At 0:46 : I talk about my process so I say "When I compose, I am a bit of a filmaker in my head and I need the human feel and perception to my music. I compose from instincts and I imagine places, spaces, specific moods and mostly emotions to create.''

At 11:11, I say that facts from the news can inspire me too, I give the exemple of Farewell Robin, the little piece I composed after the death of Robin Wlliams.

At 1' 54'' I talk about the electroacoustic music and the loudspeaker concerts, I then tell that I used EA for a stop motion film.

2'52'' I talk about the fact that even though I have my ideas about my acousmatic pieces, I prefer to leave the listener to his/her own experiences and I like to keep an abstract quality to it.

The last bit is about finding what makes a piece a success.

I basically say that When people tell me from all over the world that my tunes are stuck in their head, I did it!


----------



## G.R. Baumann (Jan 25, 2015)

Congrats! 8) 

Can't watch it though, they don't provide HTML5 and I do not use Adobe Flash.


----------



## Valérie_D (Jan 26, 2015)

That's too bad you can't watch it, thanks for the kind words! What I love most about this interview is the editing, they really did a great job.


----------



## Dr.Quest (Jan 26, 2015)

I can view the video just fine on my iPad and it doesn't run Flash at all, so not sure what G.R. 'S problem might be.
Nice video, wish my French was more functional.
Congratulations!


----------



## G.R. Baumann (Jan 26, 2015)

Valérie_D @ Tue Jan 27 said:


> That's too bad you can't watch it, thanks for the kind words! What I love most about this interview is the editing, they really did a great job.

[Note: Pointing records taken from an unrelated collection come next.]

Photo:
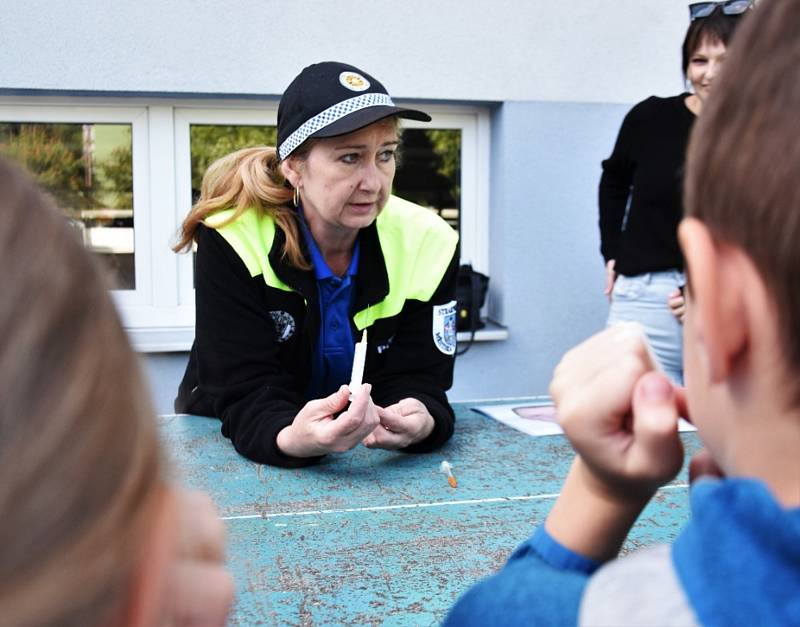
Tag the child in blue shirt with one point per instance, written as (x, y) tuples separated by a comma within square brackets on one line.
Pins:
[(738, 560)]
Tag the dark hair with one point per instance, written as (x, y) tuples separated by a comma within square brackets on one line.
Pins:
[(81, 463), (744, 156), (717, 27)]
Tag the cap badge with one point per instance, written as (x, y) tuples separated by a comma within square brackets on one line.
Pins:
[(353, 81)]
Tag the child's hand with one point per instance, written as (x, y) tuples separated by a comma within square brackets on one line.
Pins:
[(620, 415)]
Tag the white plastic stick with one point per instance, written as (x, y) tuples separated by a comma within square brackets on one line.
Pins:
[(360, 356)]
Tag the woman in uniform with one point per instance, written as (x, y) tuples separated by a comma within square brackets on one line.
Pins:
[(301, 252)]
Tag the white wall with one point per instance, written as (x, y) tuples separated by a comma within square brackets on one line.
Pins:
[(551, 50)]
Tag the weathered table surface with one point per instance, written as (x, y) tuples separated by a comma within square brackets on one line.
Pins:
[(380, 538)]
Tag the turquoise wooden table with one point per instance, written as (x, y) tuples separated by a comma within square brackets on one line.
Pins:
[(380, 538)]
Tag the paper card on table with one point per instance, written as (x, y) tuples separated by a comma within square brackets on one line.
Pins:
[(536, 417)]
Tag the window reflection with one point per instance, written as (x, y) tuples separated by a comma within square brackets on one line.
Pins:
[(88, 170), (430, 171), (209, 142)]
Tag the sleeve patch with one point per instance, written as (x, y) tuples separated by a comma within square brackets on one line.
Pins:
[(444, 327)]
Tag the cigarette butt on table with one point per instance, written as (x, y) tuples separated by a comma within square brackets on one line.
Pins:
[(446, 468)]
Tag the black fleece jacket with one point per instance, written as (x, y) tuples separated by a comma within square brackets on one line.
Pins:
[(250, 369)]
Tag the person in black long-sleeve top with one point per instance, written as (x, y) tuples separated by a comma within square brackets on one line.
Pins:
[(640, 195)]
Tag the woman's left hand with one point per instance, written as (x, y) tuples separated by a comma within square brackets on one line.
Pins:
[(402, 424)]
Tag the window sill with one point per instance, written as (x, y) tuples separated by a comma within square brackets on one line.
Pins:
[(492, 332), (179, 339)]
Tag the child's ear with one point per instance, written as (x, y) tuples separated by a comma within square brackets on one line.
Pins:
[(719, 321), (148, 587)]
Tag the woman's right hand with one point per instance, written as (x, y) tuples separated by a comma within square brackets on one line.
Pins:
[(317, 430), (611, 277)]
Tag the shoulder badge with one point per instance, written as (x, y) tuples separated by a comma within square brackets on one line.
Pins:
[(444, 327), (284, 325)]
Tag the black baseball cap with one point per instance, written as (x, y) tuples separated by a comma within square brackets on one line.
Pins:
[(329, 99)]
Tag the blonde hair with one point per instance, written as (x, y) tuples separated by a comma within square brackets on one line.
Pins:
[(82, 468), (249, 178)]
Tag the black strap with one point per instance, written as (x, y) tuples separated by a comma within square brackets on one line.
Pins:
[(474, 311)]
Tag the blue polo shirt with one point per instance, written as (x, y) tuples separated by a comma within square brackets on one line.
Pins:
[(335, 346)]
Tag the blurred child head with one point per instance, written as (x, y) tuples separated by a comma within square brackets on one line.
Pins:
[(82, 489), (742, 186)]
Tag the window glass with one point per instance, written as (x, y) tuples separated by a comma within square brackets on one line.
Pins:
[(430, 171), (209, 142), (88, 170)]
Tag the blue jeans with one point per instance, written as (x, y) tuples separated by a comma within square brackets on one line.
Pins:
[(643, 299)]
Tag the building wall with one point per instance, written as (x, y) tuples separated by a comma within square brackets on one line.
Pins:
[(558, 77), (567, 50)]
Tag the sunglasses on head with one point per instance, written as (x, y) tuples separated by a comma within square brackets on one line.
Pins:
[(699, 10)]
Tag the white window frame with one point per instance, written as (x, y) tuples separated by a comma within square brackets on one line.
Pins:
[(473, 122), (159, 313)]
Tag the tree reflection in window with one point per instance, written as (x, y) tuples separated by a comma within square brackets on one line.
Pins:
[(88, 170), (430, 171)]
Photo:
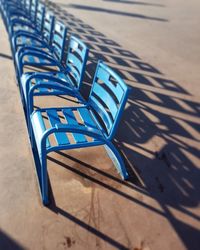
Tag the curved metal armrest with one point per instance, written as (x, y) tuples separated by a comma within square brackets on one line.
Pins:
[(39, 54), (28, 35), (44, 76), (95, 133), (30, 49), (52, 85), (23, 22)]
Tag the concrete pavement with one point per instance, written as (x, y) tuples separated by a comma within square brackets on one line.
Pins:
[(155, 47)]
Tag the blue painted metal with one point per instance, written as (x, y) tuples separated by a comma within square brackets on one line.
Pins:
[(50, 57), (35, 41), (91, 124), (57, 80)]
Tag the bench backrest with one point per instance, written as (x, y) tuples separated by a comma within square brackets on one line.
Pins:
[(107, 98), (33, 10), (48, 26), (40, 16), (76, 60), (58, 40), (27, 6)]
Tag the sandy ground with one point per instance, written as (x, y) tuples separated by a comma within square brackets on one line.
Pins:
[(154, 46)]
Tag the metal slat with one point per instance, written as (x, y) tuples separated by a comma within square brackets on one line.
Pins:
[(61, 138), (71, 119)]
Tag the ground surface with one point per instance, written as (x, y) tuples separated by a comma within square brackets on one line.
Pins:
[(154, 45)]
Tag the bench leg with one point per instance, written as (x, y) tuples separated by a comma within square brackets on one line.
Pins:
[(117, 160), (44, 179)]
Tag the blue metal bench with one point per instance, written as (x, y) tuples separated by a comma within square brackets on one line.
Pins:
[(23, 19), (34, 40), (29, 56), (57, 83), (99, 120)]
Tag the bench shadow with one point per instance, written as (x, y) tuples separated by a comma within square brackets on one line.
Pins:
[(161, 143), (115, 12), (5, 56), (6, 242), (135, 3)]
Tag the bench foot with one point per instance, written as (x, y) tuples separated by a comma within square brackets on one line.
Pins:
[(117, 160)]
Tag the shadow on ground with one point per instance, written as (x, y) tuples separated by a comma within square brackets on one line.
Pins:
[(162, 138), (114, 12)]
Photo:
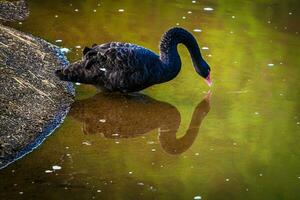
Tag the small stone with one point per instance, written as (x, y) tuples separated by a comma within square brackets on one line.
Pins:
[(56, 167), (208, 9), (102, 120), (197, 30)]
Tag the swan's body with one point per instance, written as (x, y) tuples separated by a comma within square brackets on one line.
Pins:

I would suggest, pending approval of course, to put that clip on your website, can't hurt. :wink:


----------



## JF (Jan 28, 2015)

Congrats Valérie! I've always enjoyed your music.


----------



## Christof (Jan 28, 2015)

G.R. Baumann @ Tue 27 Jan said:


> Valérie_D @ Tue Jan 27 said:
> 
> 
> > That's too bad you can't watch it, thanks for the kind words! What I love most about this interview is the editing, they really did a great job.
> ...


Yes!Thats a very good advertisement!


----------



## Valérie_D (Jan 29, 2015)

Thanks everyone! Yes, the embedd function does not seem to work so I put it in the ''news'' category.


----------